Naïve Model: Predict the next point in the series to be the last observed value.

Mean Model: Predict the next point in the series to be the mean of all previous observed values.

In [None]:
import pandas as pd

# Load the uploaded CSV file
data = pd.read_csv('incoming_daily_till2023may_interpolated.csv')

# Display the first few rows of the dataset
data.head()


In [5]:
# Splitting data into training and test sets (80% train, 20% test)
train_size = int(len(data) * 0.8)
train, test = data[0:train_size], data[train_size:]

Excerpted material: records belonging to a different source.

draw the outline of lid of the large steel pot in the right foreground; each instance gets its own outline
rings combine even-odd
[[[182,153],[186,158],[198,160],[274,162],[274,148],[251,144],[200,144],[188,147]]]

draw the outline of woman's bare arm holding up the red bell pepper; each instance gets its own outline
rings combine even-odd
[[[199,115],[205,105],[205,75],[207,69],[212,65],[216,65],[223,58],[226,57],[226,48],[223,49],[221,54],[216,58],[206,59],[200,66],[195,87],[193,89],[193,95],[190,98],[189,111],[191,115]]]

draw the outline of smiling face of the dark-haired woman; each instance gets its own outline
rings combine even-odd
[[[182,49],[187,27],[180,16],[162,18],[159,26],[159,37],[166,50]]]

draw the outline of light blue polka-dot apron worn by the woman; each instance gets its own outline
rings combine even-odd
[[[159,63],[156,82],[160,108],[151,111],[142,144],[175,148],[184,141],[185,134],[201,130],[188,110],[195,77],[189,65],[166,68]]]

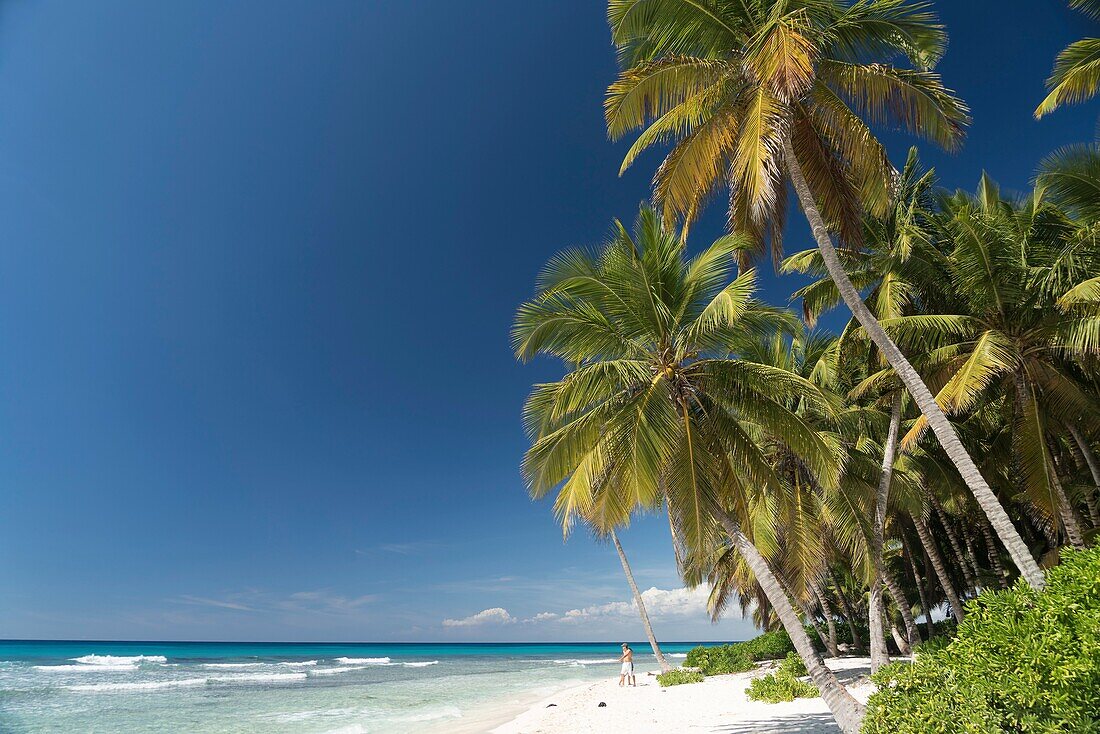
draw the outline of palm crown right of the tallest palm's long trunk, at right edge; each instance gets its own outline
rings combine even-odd
[[[985,176],[976,196],[956,195],[945,208],[943,303],[883,325],[923,355],[926,374],[943,385],[936,402],[946,412],[966,415],[997,396],[1005,401],[1023,490],[1081,546],[1081,522],[1052,443],[1062,426],[1094,425],[1100,414],[1072,369],[1074,359],[1089,355],[1094,325],[1088,314],[1059,311],[1056,300],[1100,266],[1094,241],[1042,191],[1013,204]],[[914,443],[925,425],[917,419],[903,443]]]

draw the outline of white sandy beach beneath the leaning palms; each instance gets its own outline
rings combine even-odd
[[[867,681],[869,658],[828,660],[853,694],[866,701],[875,687]],[[771,666],[769,666],[771,667]],[[638,673],[637,688],[619,688],[618,677],[576,686],[538,701],[493,734],[604,734],[606,732],[721,732],[722,734],[832,734],[825,702],[758,703],[745,697],[748,681],[760,668],[733,676],[714,676],[702,683],[661,688],[652,675]],[[606,706],[600,706],[604,702]],[[552,704],[552,705],[551,705]]]

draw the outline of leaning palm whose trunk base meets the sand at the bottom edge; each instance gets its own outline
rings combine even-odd
[[[519,359],[548,354],[571,365],[537,385],[526,406],[532,446],[524,474],[532,496],[558,487],[564,528],[579,517],[606,527],[666,497],[678,538],[705,552],[736,549],[751,569],[845,732],[862,706],[814,649],[757,543],[752,507],[784,491],[759,438],[782,440],[818,482],[837,481],[836,447],[787,402],[828,409],[809,381],[737,359],[746,343],[793,329],[788,311],[754,297],[756,275],[729,281],[745,238],[725,237],[688,260],[678,234],[644,208],[631,234],[616,222],[598,252],[574,250],[547,266],[516,316]]]

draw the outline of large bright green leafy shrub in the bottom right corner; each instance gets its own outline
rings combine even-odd
[[[864,733],[1100,730],[1100,547],[1063,551],[1046,581],[982,593],[949,644],[877,672]]]

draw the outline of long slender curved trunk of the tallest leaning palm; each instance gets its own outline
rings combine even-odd
[[[959,474],[961,474],[963,481],[966,482],[970,492],[974,493],[975,499],[978,501],[978,506],[981,507],[982,512],[989,517],[990,523],[993,524],[993,529],[997,530],[1001,543],[1008,548],[1009,555],[1015,562],[1016,568],[1020,569],[1020,573],[1032,587],[1042,589],[1045,584],[1043,571],[1040,570],[1038,563],[1035,562],[1035,558],[1027,549],[1027,545],[1020,537],[1020,533],[1015,526],[1012,525],[1009,514],[1004,512],[1004,507],[1001,506],[997,495],[989,489],[989,484],[986,483],[981,472],[978,471],[974,459],[967,453],[958,435],[947,420],[947,416],[944,415],[943,409],[936,403],[936,398],[933,397],[932,391],[924,384],[921,375],[916,373],[916,370],[909,363],[905,355],[901,353],[901,350],[898,349],[893,340],[887,336],[887,332],[882,329],[882,325],[878,322],[864,304],[864,299],[859,296],[859,292],[856,291],[856,286],[851,284],[847,273],[844,272],[844,266],[840,264],[839,258],[837,258],[832,239],[829,239],[828,228],[825,226],[825,220],[822,219],[817,204],[814,201],[810,186],[806,184],[802,166],[794,155],[794,147],[791,144],[790,135],[783,135],[783,154],[791,175],[791,183],[799,195],[799,200],[802,202],[802,210],[810,221],[810,229],[817,241],[817,249],[821,251],[825,269],[844,297],[844,303],[848,305],[851,315],[864,327],[864,330],[905,384],[905,388],[913,396],[921,414],[927,419],[932,432],[936,435],[936,439],[944,447],[947,457],[955,464]]]

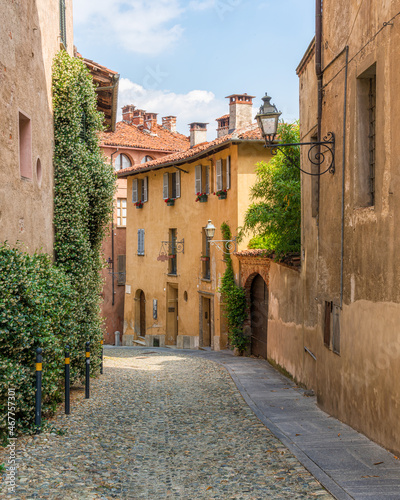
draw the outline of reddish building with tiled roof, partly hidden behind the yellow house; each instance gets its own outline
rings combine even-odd
[[[177,151],[189,148],[189,139],[176,132],[176,117],[162,118],[157,123],[156,113],[146,113],[134,105],[122,108],[122,121],[115,130],[102,135],[102,150],[115,172],[133,166],[144,165]],[[121,340],[124,321],[125,275],[126,275],[126,221],[127,181],[117,179],[117,192],[113,223],[109,236],[103,243],[103,253],[109,262],[103,272],[102,315],[105,319],[106,344]],[[120,336],[115,335],[119,332]]]

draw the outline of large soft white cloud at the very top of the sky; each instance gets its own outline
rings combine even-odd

# Display the size of each dataset
len(train), len(test)


(704, 177)

In [6]:
import numpy as np
from sklearn.metrics import mean_squared_error, mean_absolute_error

# Naïve forecast
naive_forecast = test.copy()
naive_forecast['forecast'] = train['volume'].iloc[-1]  # Last observed value from training set

# Mean forecast
mean_forecast = test.copy()
mean_forecast['forecast'] = train['volume'].mean()  # Mean of all observed values in training set

def mean_absolute_percentage_error(y_true, y_pred): 
    return np.mean(np.abs((y_true - y_pred) / y_true)) * 100

def theil_u(y_true, y_pred):
    n = len(y_true)
    num = np.sqrt((1/n) * np.sum(np.square(y_true - y_pred)))
    den = np.sqrt((1/n) * np.sum(np.square(y_true))) + np.sqrt((1/n) * np.sum(np.square(y_pred)))
    return num / den

# Calculate evaluation metrics for each model
metrics = {
    'Model': ['Naïve', 'Mean'],
    'MAE': [
        mean_absolute_error(test['volume'], naive_forecast['forecast']),
        mean_absolute_error(test['volume'], mean_forecast['forecast'])
    ],
    'RMSE': [
        np.sqrt(mean_squared_error(test['volume'], naive_forecast['forecast'])),
        np.sqrt(mean_squared_error(test['volume'], mean_forecast['forecast']))
    ],
    'MAPE': [
        mean_absolute_percentage_error(test['volume'], naive_forecast['forecast']),
        mean_absolute_percentage_error(test['volume'], mean_forecast['forecast'])
    ],
    'MSE': [
        mean_squared_error(test['volume'], naive_forecast['forecast']),
        mean_squared_error(test['volume'], mean_forecast['forecast'])
    ],
    "Theil's U2": [
        theil_u(test['volume'], naive_forecast['forecast']),
        theil_u(test['volume'], mean_forecast['forecast'])
    ]
}

# Convert metrics to DataFrame for better display
metrics_df = pd.DataFrame(metrics)
metrics_df


Unnamed: 0,Model,MAE,RMSE,MAPE,MSE,Theil's U2
0,Naïve,571.637006,718.251915,803.773886,515885.813206,0.302777
1,Mean,686.395017,750.143559,379.550004,562715.358706,0.440389


The Naïve model has a lower MAE, RMSE, MSE, and Theil's U2 compared to the Mean model, indicating that it performs better in this dataset.
However, the Mean model has a lower MAPE, meaning it's better in terms of percentage errors for this dataset.
These baseline models provide a starting point for evaluating more sophisticated forecasting models. Depending on the context and the domain, you might want to consider more advanced models like ARIMA, Exponential Smoothing, or machine learning-based approaches for forecasting.